Bitte mache keine mehrfachen Posts zum selben Problem:

https://forums.gentoo.org/viewtopic-t-1038348.html

[/EDIT]

----------

## YPenguin

Ich habe es mal probiert:

[blocks B      ] kde-apps/kde4-l10n[-minimal(-)] ("kde-apps/kde4-l10n[-minimal(-)]" is blocking kde-frameworks/kconfig-5.18.0, kde-frameworks/karchive-5.18.0, kde-frameworks/kwidgetsaddons-5.18.0, kde-frameworks/kdbusaddons-5.18.0, kde-frameworks/kcompletion-5.18.0, kde-frameworks/kglobalaccel-5.18.0, kde-frameworks/kservice-5.18.0, kde-frameworks/kdoctools-5.18.0, kde-frameworks/kbookmarks-5.18.0, kde-frameworks/ktextwidgets-5.18.0, kde-frameworks/ki18n-5.18.0, kde-frameworks/kitemviews-5.18.0, kde-frameworks/kwallet-5.18.0, kde-frameworks/kiconthemes-5.18.0, kde-frameworks/knotifications-5.18.0, kde-frameworks/sonnet-5.18.0, kde-frameworks/kded-5.18.0, kde-frameworks/kwindowsystem-5.18.0, kde-frameworks/kxmlgui-5.18.0, kde-frameworks/kauth-5.18.0, kde-frameworks/kconfigwidgets-5.18.0, kde-frameworks/kjobwidgets-5.18.0, kde-frameworks/kcrash-5.18.0, kde-frameworks/ktexteditor-5.18.0, kde-frameworks/kinit-5.18.0, kde-frameworks/solid-5.18.0, kde-frameworks/kguiaddons-5.18.0, kde-frameworks/kcoreaddons-5.18.0, kde-frameworks/kparts-5.18.0, kde-frameworks/kio-5.18.0, kde-frameworks/kcodecs-5.18.0)

[blocks B      ] dev-java/oracle-jdk-bin[nsplugin] ("dev-java/oracle-jdk-bin[nsplugin]" is blocking dev-java/icedtea-web-1.6.1)

[blocks B      ] app-text/evince[nsplugin] ("app-text/evince[nsplugin]" is blocking kde-apps/konqueror-15.08.3, kde-apps/konqueror-4.14.3)

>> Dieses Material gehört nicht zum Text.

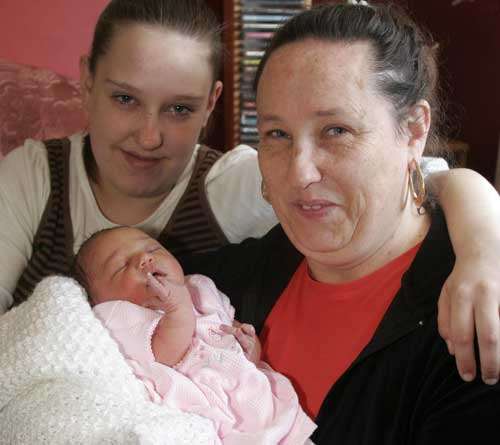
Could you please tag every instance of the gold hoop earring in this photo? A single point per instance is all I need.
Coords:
(264, 192)
(416, 177)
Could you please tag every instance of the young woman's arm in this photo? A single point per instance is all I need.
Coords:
(470, 298)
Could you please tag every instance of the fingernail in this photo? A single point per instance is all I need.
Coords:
(449, 344)
(467, 377)
(492, 381)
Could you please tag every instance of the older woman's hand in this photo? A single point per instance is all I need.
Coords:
(469, 303)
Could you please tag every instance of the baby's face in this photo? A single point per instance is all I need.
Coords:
(117, 264)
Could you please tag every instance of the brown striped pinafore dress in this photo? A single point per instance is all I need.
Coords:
(191, 228)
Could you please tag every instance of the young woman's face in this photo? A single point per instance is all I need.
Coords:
(330, 153)
(147, 102)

Total: 777 packages (544 upgrades, 59 new, 10 in new slots, 164 reinstalls, 5 uninstalls), Size of downloads: 2.277.788 KiB

Conflict: 13 blocks (3 unsatisfied)

Die unteren zwei [nsplugin] habe ich inzwischen entfernt.

----------

## Klaus Meier

Wann hast du denn das letzte Update gemacht? Das scheint schon recht lange her zu sein. Man sagt, steht glaube ich auch irgendwo in der Wiki, mindestens alle 6 Monate ein Update machen. Wenn du länger wartest, kann es sein, dass an einer Neuinstallation kein Weg vorbeiführt.

Bei dir sehe ich da gleich mehrere Probleme, für die ich aber so direkt auch keine Lösung anbieten kann. Welches Profil hast du gewählt? Was für einen Desktop nutzt du? Poste doch mal deine make.conf, package.use und world, dann kann man schon mal etwas sehen.

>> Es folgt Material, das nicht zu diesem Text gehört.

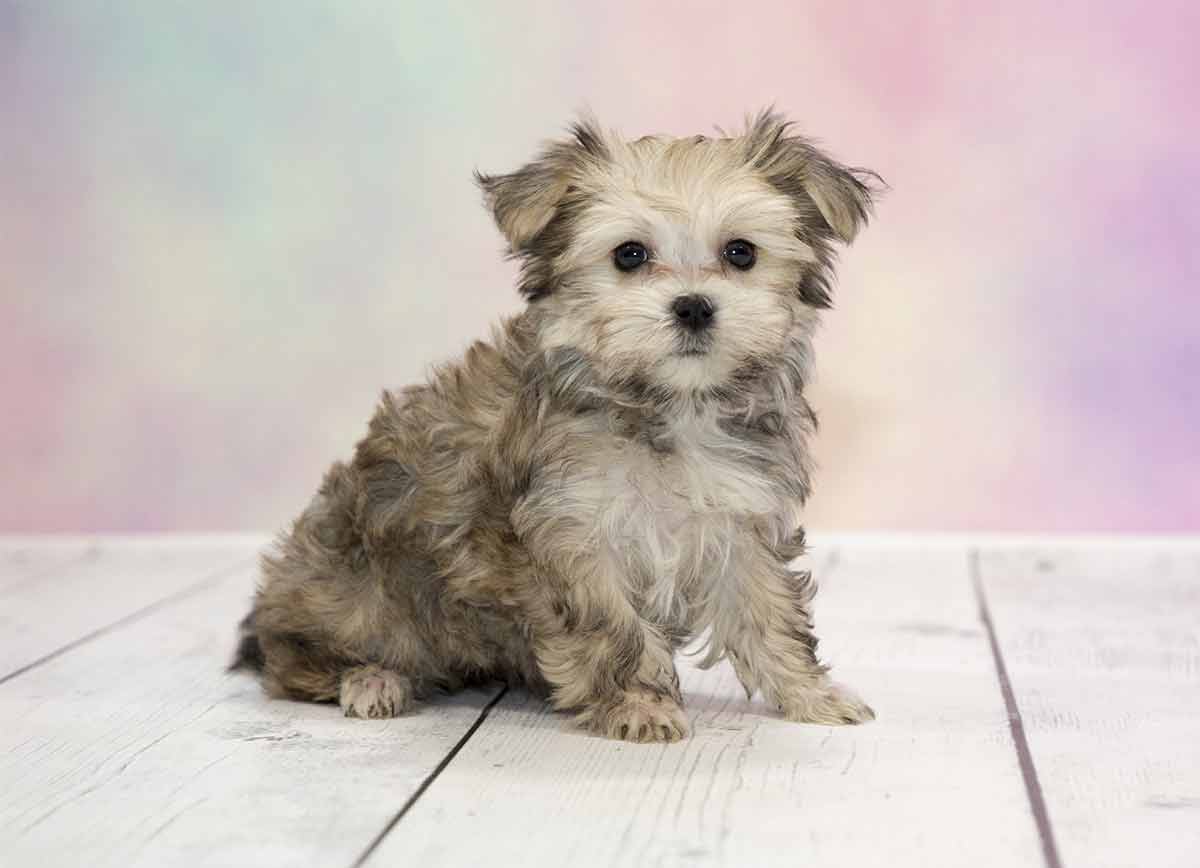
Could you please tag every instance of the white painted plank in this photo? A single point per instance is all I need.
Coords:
(137, 749)
(24, 560)
(72, 590)
(934, 782)
(1103, 648)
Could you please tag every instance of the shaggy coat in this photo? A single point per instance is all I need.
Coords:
(604, 479)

Entferne erst mal das Flag "nsplugin", ich gehe jetzt nicht davon aus, dass du Java und Evince im Browser brauchst. Und das Problem mit dem Oracle-Jdk kannst du eventuell lösen, indem du icedtea-web deinstallierst. Das Problem mit dem kde-apps/kde4-l10n[-minimal(-)]  sieht für mich danach aus, dass du Plasma mit einem KDE-Profil nutzt. Entweder in der package.use manuell setzen oder das passende Profil wählen. Aber wie gesagt, sind alles nur Vermutungen. Schieb mal die Dateien rüber, die ich oben genannt habe. Dann kann man mehr sagen.

Sehe gerade an dem Post von py-ro, meine erste Frage ist schon beantwortet.

----------

## Josef.95

 *Quote:*   

> [blocks B ] kde-apps/kde4-l10n[-minimal(-)] ("kde-apps/kde4-l10n[-minimal(-)]" is blocking [...]

 

Versuche die Zeile doch mal zu lesen und zu verstehen - dann ist die Lösung eigentlich recht einfach.

Das minimal USE-Flag für kde-apps/kde4-l10n passend wie gefordert setzen sollte helfen.

Alternativ kannst du auch aufs /desktop/plasma Profil wechseln - dann ist das Flag schon vom Profil her passend gesetzt.

----------

## YPenguin

Es ist nicht so schlimm, wie es dort aussieht, denn das System läuft ja.

Ich habe keinen Druck mit dem Update.

Andererseits wäre es vielleicht nicht schlecht, für Python so etwas zu haben wie den Pearl-Cleaner,  der ein vergleichbares Problem mit Perl einzeln gelöst hat (perl-cleaner --all).

----------

## Jean-Paul

 *YPenguin wrote:*   

> Andererseits wäre es vielleicht nicht schlecht, für Python so etwas zu haben wie den Pearl-Cleaner ...

 

python-updater

----------

## YPenguin

Ja - nur irgendwie hat der Python-Updater das Problem nicht gelöst.

Ich habe dann den Emerge-Vorschlag von py-ro mit --backtrack=100 umgesetzt, wobei alle

Pythons erneuert wurden (3.3 wurde durch 3.5 ersetzt). Bin aber mit dem Update noch nicht

 komplett durch und heute mit Win7 hier.

Kann es sein, dass GCC 5.3 sich nicht mit Objekt-C Flag kompilieren lässt?

----------